NSAID-induced peptic ulceration
Non-steroidal anti-inflammatory agents (NSAIDs) are widely used drugs for relief of pain and inflammation. Unfortunately, they can lead to gastric and duodenal ulceration, which is common, and due to a number of factors that affect gut mucosal integrity, and repair. Patients who are undergoing endoscopy are recruited; some patients have biopsy which will be subject to microarray analysis, while genetic factors will be evaluated by the most up-to-date genotyping strategy.
We are part of the DILIGEN network originally funded by the Department of Health (PI: Prof Ann Daly, Newcastle University). This network has been identifying and recruiting patients with drug-induced liver injury (DILI) with a number of drugs, principally the beta-lactam antibiotics co-amoxiclav and flucloxacillin, and anti-TB drugs. We are also collaborating with the Serious Adverse Event Consortium.
The acetylcholinsterase inhibitor tacrine was used in Alzheimer’s disease, but therapy was complicated by the occurrence of transient liver injury manifested as an elevation in serum alanine aminotransferase (ALT) in up to 50% of patients. Our studies have identified that genetic variants in the ATP-binding cassette, subfamily B, member 4 (ABCB4) (Alfirevic et al., 2007), and interleukin 6 (Carr et al., 2007) genes predispose to tacrine transaminitis. We have adopted both a candidate gene panel approach and an unbiased method of candidate gene identification using hepatic gene expression data from a rodent model of tacrine hepatoxicity.
Studies with the Liverpool Biomedical Research Centre in Microbial Diseases
We are involved in the safety theme in the Liverpool Biomedical Research Centre that was funded by the NIHR. Three projects involve the use of pharmacogenetic techniques:
- Penicillin allergy – in addition to the use of proteomic techniques, we are also recruiting patients with a history of penicillin allergy who will then be assessed for genetic predisposing factors.
- HIV-lipodystrophy – this is a complication of treatment with highly active antiretroviral therapy, manifest as fat redistribution,hyperlipidemia, insulin resistance and increased risk of coronoary artery disease. We have previously shown an association with the TNF locus (Maher et al, 2002).
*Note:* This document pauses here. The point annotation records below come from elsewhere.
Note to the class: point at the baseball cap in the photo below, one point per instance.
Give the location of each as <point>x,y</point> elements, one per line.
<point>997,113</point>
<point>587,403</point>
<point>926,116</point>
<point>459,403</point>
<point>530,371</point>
- Clostridium difficile associated toxin disease (CDTD) - CDTD is a major public health problem in many developed countries, partly because of over-use of broad spectrum antibiotics. However, not every patient develops CDTD. The disease requires the presence of the organism, broad spectrum antibiotic therapy, and ill-defined host susceptibility factors; our research aims to evaluate the latter.
Nevirapine use in Malawi
Nevirapine is the mainstay of antiretroviral therapy in Malawi. However, its use is associated with the occurrence of hypersensitivity reactions and/or hepatotoxicity. Dosing is based on a standard regime, but in some patients under-dosing and overdosing may also be occurring. We have recruited 1000 patients in Malawi, with the aim of defining factors that affect inter-individual variability in drug disposition and drug bioactivation, and to define the genetic factors associated with predisposition to the idiosyncratic adverse drug reactions.